Play ball! (and politics, too)

Photo courtesy Borough of North Arlington North Arlington Girls’ Softball League kicks off its season with a parade Saturday ... and some unexpected political flap.
Photo courtesy Borough of North Arlington
North Arlington Girls’ Softball League kicks off its season with a parade Saturday … and some unexpected political flap.


By Ron Leir

Observer Correspondent


Saturday’s opening ceremony for the North Arlington Recreation Girls’ Softball season took on a political twist.

Mayor Peter Massa, a Democrat, complained that he was snubbed by League President Mike Tetto when Tetto picked Republican Councilman Joseph Bianchi to throw out the honorary first pitch at Allan Park. Bianchi is hoping to unseat Massa in the municipal election in November.

Massa griped that Tetto’s selection process amounted to a “political endorsement” of his opponent. It should be the mayor who gets the honor of addressing the crowd at the home opener, Massa said, “particular when, as mayor, I sign off on resolutions authorizing all the improvements made to the field.”

“And, I supported, along with the other Democrats on the council, giving Mr. Tetto [and other recreation groups] a $2,000 stipend to bolster their program,” Massa said.

Asked about the mayor’s charge, Tetto said he was a registered independent and that the mayor was “upset he didn’t get called up [to speak] because it’s an election year. Last year, the mayor and council didn’t even show up for our opening day.”

Tetto said he picked Bianchi for the honor “because he’s heavily involved with our program, even without having any kids or grandkids playing for us. He returns my calls, he goes down [to Allan Park] to help out and he was in support of lights for the field.”

But Tetto said the Democrats on the governing body reneged on a promise he says was made last year to put in the lights. “We were told the field will be so bright that, ‘you’ll be able to see Allan Park from outer space,’ ’’ he said.
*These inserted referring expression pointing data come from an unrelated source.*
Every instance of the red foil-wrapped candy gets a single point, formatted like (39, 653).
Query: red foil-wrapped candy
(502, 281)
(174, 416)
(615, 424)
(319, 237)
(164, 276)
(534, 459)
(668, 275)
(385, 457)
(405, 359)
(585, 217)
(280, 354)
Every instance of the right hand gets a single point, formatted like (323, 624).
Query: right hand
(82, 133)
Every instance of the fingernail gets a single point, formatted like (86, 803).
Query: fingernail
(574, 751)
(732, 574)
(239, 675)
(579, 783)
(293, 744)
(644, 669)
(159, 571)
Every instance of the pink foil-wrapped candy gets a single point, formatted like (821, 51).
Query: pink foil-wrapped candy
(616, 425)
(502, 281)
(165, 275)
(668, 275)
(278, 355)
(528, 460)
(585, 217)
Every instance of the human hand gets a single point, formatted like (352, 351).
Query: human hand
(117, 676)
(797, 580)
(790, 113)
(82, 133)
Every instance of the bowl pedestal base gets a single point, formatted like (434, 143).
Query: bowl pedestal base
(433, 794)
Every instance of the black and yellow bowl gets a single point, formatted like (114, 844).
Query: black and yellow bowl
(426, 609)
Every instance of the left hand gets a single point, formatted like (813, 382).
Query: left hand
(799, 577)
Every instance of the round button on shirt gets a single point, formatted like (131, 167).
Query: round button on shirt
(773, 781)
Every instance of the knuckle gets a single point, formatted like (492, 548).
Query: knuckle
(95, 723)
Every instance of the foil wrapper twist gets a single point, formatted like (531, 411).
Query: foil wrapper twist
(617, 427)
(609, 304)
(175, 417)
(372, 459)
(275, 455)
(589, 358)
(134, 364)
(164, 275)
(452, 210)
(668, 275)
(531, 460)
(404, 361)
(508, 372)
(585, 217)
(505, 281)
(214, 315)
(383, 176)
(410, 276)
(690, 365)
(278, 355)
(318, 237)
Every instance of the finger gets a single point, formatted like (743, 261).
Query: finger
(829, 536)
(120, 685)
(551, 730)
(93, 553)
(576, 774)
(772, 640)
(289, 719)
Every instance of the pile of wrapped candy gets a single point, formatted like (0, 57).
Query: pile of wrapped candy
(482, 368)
The way things are now, Tetto said, he’s going to be hard-pressed to find sufficient playing and practice time for the 180 girls on the combined rosters of his 18 teams, ranging from the younger kids to high school age.

While Bergen County has provided new fields at Riverside County Park, only Field 1 is available to his girls softball teams and they’ll have to compete for field time with North Arlington Little League, Queen of Peace softball and Queen of Peace baseball.

And, at Allan Park, where the girls’ games are played on weekends, if North Arlington High School is playing there on a weekday and its game runs late, there’s even less time to use the field for practice, Tetto said.

Within a 10-to-15-mile radius, every community has equipped girls softball fields with lights, Tetto said. “We are the only town that doesn’t have lights [for girls]. Our Little League fields have lights. Why only boys?”

Meanwhile, at the request of Councilman Dan Pronti, the Borough Council is debating whether to install lights in the parking lots of Allan Park and Zadroga Field. The borough engineer is preparing a cost estimate.

Pronti, a Republican, said he’s pitching the idea as a crime deterrent, particularly at Zadroga Field where, he said, there are ways for people to enter through wooded areas or openings in the fence and passing cops patrolling Schuyler Ave. have no way to view the field parking lot.

But Democrats Al Granell and Tom Zammatore are skeptical about Pronti’s suggestion. Zammatore said police have reported no criminal activity in those locations since 2011. And, he said, putting in lights could simply encourage more people to congregate there. Pronti, however, said there have been unreported crimes, including two break-ins to the Corsi House at Allan Park.

Granell said a better solution might be to “lock the gate at Allan Park at night to limit access to the parking lot after dark,” but only if it’s warranted for security reasons. Recreation Commission meetings could be held at the senior center next to Borough Hall or the recreation house in front of Allan Park, since both are illuminated, he said.

Zammatore said the borough should “get data from the Police Department that shows where crime is a problem” and then get an estimate for lighting those areas.